L’archive Alsat a permis des approches diachroniques, c’est-à-dire multitemporelles pour pouvoir observer la disparition d’un littoral, composante essentielle du système plage. Dans la même approche multitemporelle, et à travers les images satellitaires de 2013 et celle de 2016, les chercheurs ont pu observer l’implantation de nouveaux ouvrages de protection installés pour faire face au phénomène d’érosion et de disparition de plages.

«On peut à l’aide d’une image satellitaire ou d’une orthophotographie géoréférenciée, calculer des surfaces et voir s’il y un taux d’engraissement et évaluer ces structures», développe-t-il. Par ailleurs, le projet permet également d’observer les activités industrielles et leurs impacts sur la frange littorale. Les zones industrielles, souvent implantées à proximité du rivage, sont considérées comme une source constante de déséquilibre écologique, soit par des rejets polluants, soit aussi par des aménagements côtiers souvent mal étudiés.

Vulnérabilité Côtière

La gestion des zones humides est une pratique qui peut également être facilitée par l’application. «Certaines zones de la côte algéroise présentent une diversité écologique importante, tel le cas de la zone humide à l’est d’Alger, où se côtoient le lac de Réghaïa, des surfaces de prairie et d’agriculture, qui constituent une zone estuarienne par son contact avec la mer», note l’étude. Grâce à ces constats faits par la simple interprétation des images satellitaires les experts peuvent analyser la vulnérabilité côtière.
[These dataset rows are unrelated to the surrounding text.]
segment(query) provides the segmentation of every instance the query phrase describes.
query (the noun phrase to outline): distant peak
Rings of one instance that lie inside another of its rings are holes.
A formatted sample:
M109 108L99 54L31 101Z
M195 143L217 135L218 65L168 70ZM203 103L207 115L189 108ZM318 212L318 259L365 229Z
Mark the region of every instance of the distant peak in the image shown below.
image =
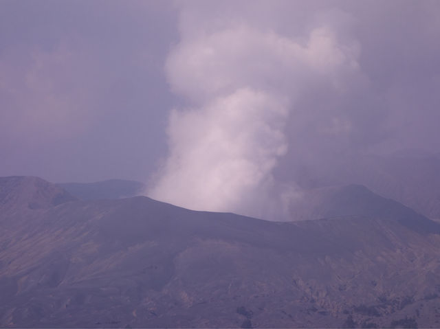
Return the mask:
M0 177L0 207L3 209L48 208L75 200L64 189L39 177Z

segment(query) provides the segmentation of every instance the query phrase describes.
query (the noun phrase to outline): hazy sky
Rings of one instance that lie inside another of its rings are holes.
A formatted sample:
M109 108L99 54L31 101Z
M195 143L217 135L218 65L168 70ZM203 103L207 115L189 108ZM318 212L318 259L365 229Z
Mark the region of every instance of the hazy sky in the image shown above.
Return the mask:
M3 0L0 175L278 208L296 193L280 168L439 152L439 16L436 0Z

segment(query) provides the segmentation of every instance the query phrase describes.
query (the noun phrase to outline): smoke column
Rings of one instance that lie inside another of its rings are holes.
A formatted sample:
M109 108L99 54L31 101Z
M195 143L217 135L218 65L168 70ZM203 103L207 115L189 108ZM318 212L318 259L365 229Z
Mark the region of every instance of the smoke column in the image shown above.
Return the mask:
M272 175L288 148L285 122L305 90L326 84L343 92L359 70L358 45L342 44L326 25L298 39L243 22L204 27L182 29L168 55L172 91L190 106L170 113L169 155L148 194L193 209L286 219L299 192Z

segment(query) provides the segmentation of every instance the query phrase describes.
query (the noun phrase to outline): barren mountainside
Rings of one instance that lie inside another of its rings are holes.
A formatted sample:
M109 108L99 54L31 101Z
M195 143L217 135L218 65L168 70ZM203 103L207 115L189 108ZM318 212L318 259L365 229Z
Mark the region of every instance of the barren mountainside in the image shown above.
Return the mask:
M440 326L440 225L362 186L277 223L0 184L2 327Z

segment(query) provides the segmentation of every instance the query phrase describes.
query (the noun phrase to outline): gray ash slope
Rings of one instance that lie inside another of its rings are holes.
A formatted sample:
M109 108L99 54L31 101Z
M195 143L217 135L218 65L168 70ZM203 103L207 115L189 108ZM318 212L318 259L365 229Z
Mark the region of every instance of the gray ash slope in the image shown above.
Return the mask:
M121 198L138 196L145 185L135 181L109 179L96 183L60 183L56 185L80 200Z
M2 327L439 326L439 225L391 200L276 223L0 184Z

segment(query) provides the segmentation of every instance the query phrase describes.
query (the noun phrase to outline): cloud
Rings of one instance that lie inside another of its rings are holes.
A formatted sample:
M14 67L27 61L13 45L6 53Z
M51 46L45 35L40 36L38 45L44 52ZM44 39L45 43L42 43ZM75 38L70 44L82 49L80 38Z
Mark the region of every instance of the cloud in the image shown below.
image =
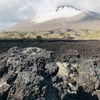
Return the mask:
M0 0L0 28L61 5L72 5L100 13L100 0Z

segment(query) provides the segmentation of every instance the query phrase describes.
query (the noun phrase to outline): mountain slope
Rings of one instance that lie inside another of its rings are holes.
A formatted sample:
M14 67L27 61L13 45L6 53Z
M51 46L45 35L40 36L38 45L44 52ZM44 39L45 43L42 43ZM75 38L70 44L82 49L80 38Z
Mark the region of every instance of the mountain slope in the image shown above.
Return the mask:
M12 26L7 31L38 31L62 28L100 29L100 14L77 9L72 6L60 6L38 14L31 19Z

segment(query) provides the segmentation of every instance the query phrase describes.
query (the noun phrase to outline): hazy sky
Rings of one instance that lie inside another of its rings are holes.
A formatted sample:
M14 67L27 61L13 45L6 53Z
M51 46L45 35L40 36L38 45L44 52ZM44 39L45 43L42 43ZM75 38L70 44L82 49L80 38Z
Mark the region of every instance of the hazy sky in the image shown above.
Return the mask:
M100 0L0 0L0 29L61 5L100 13Z

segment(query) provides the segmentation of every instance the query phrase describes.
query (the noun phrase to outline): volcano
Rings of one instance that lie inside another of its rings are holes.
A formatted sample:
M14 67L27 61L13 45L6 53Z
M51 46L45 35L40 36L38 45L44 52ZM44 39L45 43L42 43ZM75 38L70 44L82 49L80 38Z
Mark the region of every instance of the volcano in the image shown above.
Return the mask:
M40 13L29 20L5 29L6 31L39 31L55 29L100 29L100 14L70 5Z

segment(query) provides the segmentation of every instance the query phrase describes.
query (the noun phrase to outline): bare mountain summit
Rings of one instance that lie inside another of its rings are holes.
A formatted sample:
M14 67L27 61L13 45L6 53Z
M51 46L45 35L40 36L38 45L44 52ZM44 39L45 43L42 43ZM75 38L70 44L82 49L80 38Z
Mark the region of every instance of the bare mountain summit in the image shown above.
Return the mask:
M18 23L6 31L38 31L54 29L100 29L100 14L72 6L60 6Z

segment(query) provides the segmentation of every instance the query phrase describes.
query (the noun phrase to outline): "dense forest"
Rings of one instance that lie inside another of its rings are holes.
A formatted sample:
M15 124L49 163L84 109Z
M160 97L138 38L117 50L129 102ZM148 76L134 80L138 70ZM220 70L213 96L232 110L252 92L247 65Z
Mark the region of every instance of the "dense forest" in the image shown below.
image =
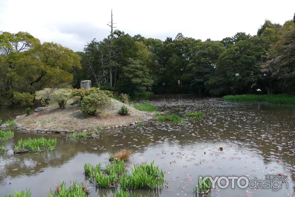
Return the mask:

Cette dernière est la mesure d’un endommagement potentiel des biens et des personnes et ses répercussions sur l’environnement économique. «D’un point de vue économique, la vulnérabilité correspond à un degré de perte de 0 à 100% résultant d’un phénomène susceptible d’engendrer des victimes et des dommages matériels», explique Walid. De son côté, le conseiller de l’ASAL, Abdelhak Trache, précise : «On met en évidence la fragilité de la nature. En touchant à un élément, on déséquilibre le tout.

On installe des ouvrages de protection sans études préalables, ou insuffisamment approfondies, on construit un port, qui, deux ans après, est complètement ensablé, car on n’a pas tenu compte correctement des courants. On installe des retenues collinaires ou des aménagements sur des oueds, et on s’étonne par la suite que les plages rétrécissent, car on a tout simplement interrompu le processus d’engraissement.

Et toutes ces informations peuvent être mises en évidence à l’aide de ces outils d’observation et ceux de cartographie qui dressent une mémoire des phénomènes. Ces outils sont utiles pour établir un descriptif des territoires et de la mise en mémoire de ces derniers. Ils sont également exploités pour l’identification des différentes composantes du phénomène et leurs interactions. Cela permettra de les comprendre, et ensuite, les faire interagir pour prendre les bonnes décisions».